There was a gap of several days before the fourth dream, and this time Geraldine was with him. Though she made every attempt to wake him – he was howling, she said – he could not be roused until the dream was over. Only then did he open his eyes to find her sobbing with panic.

‘I thought you were dying,’ she said, and he half believed she was right; that his heart would not bear many more of these terrors before it burst.

It was not just his death the vision promised, however; it was that of the people on Venus Mountain, who seemed to occupy his very substance. A catastrophe was coming, that would lay waste those few Seerkind who had survived; who were, in their way, as intimate to him as his own flesh. That was what the dream told.

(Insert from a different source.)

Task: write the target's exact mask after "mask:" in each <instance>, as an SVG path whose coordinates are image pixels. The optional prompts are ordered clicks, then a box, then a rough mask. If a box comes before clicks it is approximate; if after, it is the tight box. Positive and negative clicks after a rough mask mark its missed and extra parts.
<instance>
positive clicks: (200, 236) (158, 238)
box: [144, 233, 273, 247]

He lived through November in fear of sleep, and what it would bring. The nights were growing longer, the portions of light shrinking. It was as if the year itself was sliding into sleep, and in the mind of the night that would follow the substance of his dream was taking shape. A week into December, with the nightmare coming almost as soon as he closed his eyes, he knew he had to speak to Suzanna. Find her, and tell her what he was seeing.

But how? Her letter to him had been quite clear: she would contact him when it was safe to do so. He had no address for her; nor a telephone number.

In desperation, he turned to the only source of intelligence he had on the whereabouts of miracles.

He found Virgil Gluck’s card, and rang the number on it.

There was no reply.

IV

THE SHRINE OF THE MORTALITIES

1

he day after Apolline’s visit – with polar conditions moving down across the country, and the temperature dropping hourly – Suzanna went out to look at the sites on the list. The first of them proved a disappointment: the house she’d come to see, and those adjacent to it, were in the process of being demolished. As she studied her map, to be certain she’d come to the correct address, one of the workmen left a fire of roof-timbers he was tending and sauntered across to her.

‘There’s nothing to see,’ he said. There was a look of distaste on his face which she couldn’t fathom.

‘Is this where number seventy-two stood?’ she asked.

‘You don’t look the type,’ he replied.

‘I’m sorry, I don’t –’

‘To come looking.’

She shook her head. He seemed to see that he’d made an error of some kind, and his expression mellowed.

‘You didn’t come to see the murder house?’ he said.